Chez 30 patients atteints d'athérosclérose (39,5%), la recherche de l'ADN
bactérien s'est révélée positive, alors qu'elle était négative chez les 11
patients en resténose (p=0,01). Par ailleurs, la présence de Chlamydia pneumoniae
était significativement corrélée aux antécédents coronariens familiaux, aux
antécédents personnels, au caractère symptomatique de la maladie, et au
nombre de vaisseaux atteints. Enfin, en analyse multivariée (âge, sexe, diabète,
HTA, hypercholestérolémie, tabac, histoire familiale, histoire personnelle, et
PCR), seule la PCR positive était corrélée positivement à la présence de
symptômes (p=0,021 ; OR=4,04), ainsi qu'à l'atteinte de plusieurs vaisseaux
(p=0,017 ; OR=3,67).Corrélation entre sévérité de la maladie et présence de
Chlamydia pneumoniae
PCR +
(n=30)
PCR -
(n=46)
p
Histoire personnelle (IDM = 1 mois, SCA, angine stable, revascularisation)
63,3%
28,3%
0,003
Symptômes
80%
56,5%
0,04
= 2 vaisseaux atteints
80%
52,2%
0,01
Présence de la bactérie sur 40 % des ballons utilisés pour angioplastie
primaire
Une revue de 43 études concernant des lésions analysées après chirurgie ou
autopsie, rapporte des taux des 24% d'infections mises en évidence par PCR, et
de 48% par immunohistochimie [3]. Compte tenu de la variabilité inhérente à
la technique de détection, le taux de 40% rapporté ici est donc compatible
avec les résultats antérieurs.
La présence de Chlamydia pneumoniae exclusivement dans les cas
d'athérosclérose primitive, et non dans la prolifération musculaire de la resténose, est
un argument en faveur d'un rôle causal - argument renforcé par la corrélation,
indépendante des autres facteurs de risque, entre sévérité de la maladie et
présence de la bactérie. La démonstration ne pourra toutefois être apportée
que par un suivi prospectif, et en définitive, un essai d'intervention. Le
rééxamen des dossiers des malades dilatés à l'Hôpital de la Pitié-Salpétrière
voici déjà trois ans, pourrait fournir des indications. Le Dr Wyplosz projette
d'ailleurs de procéder à ce travail. Plus généralement, toutefois, l'intérêt
du travail publié dans le JACC réside dans la technique elle-même, dont on
peut envisager l'utilisation prospective dans des études plus larges, pour
tenter de faire le lien entre infection et progression de la maladie, et/ou pour
cibler des essais d'intervention sur des patients infectés, à des stades
précoces de la maladie coronarienne.
Sources
1. Wyplosz B, Montalescot G, Subtil A et col. Correlation between
Chalmydia pneumoniae detection from coronary angioplasty balloons and
atherosclerosis severity. J Am Coll Cardiol 2006 ; 47(6) : 1229-31.

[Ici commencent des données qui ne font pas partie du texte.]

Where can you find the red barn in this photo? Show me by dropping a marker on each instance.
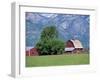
(30, 51)
(73, 45)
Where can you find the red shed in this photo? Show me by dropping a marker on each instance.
(30, 51)
(73, 45)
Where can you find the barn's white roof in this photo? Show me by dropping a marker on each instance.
(69, 49)
(77, 43)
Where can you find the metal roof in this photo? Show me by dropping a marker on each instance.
(69, 49)
(77, 43)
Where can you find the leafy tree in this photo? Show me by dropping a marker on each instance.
(49, 33)
(49, 44)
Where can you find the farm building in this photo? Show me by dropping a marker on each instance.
(73, 46)
(30, 51)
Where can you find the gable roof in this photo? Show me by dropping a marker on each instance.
(77, 43)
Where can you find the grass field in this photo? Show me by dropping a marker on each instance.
(54, 60)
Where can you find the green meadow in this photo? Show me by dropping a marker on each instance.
(57, 60)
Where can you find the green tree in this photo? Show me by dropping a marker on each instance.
(49, 44)
(49, 33)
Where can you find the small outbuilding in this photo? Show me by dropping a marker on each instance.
(30, 51)
(73, 45)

2. Andraws R, Berger JS, Brown DL. Effects of antibiotic therapy on
outcomes of patients with coronary artery disease : a meta-analysis of
randomized controlled trial. JAMA 2005 ; 293(21) : 2641-7.
3. Dowell SF, Peeling RW, Boman J et col. Standardizing Chlamydia
pneumoniae assays. Clin Infect Dis 2001 ; 33 : 492-503.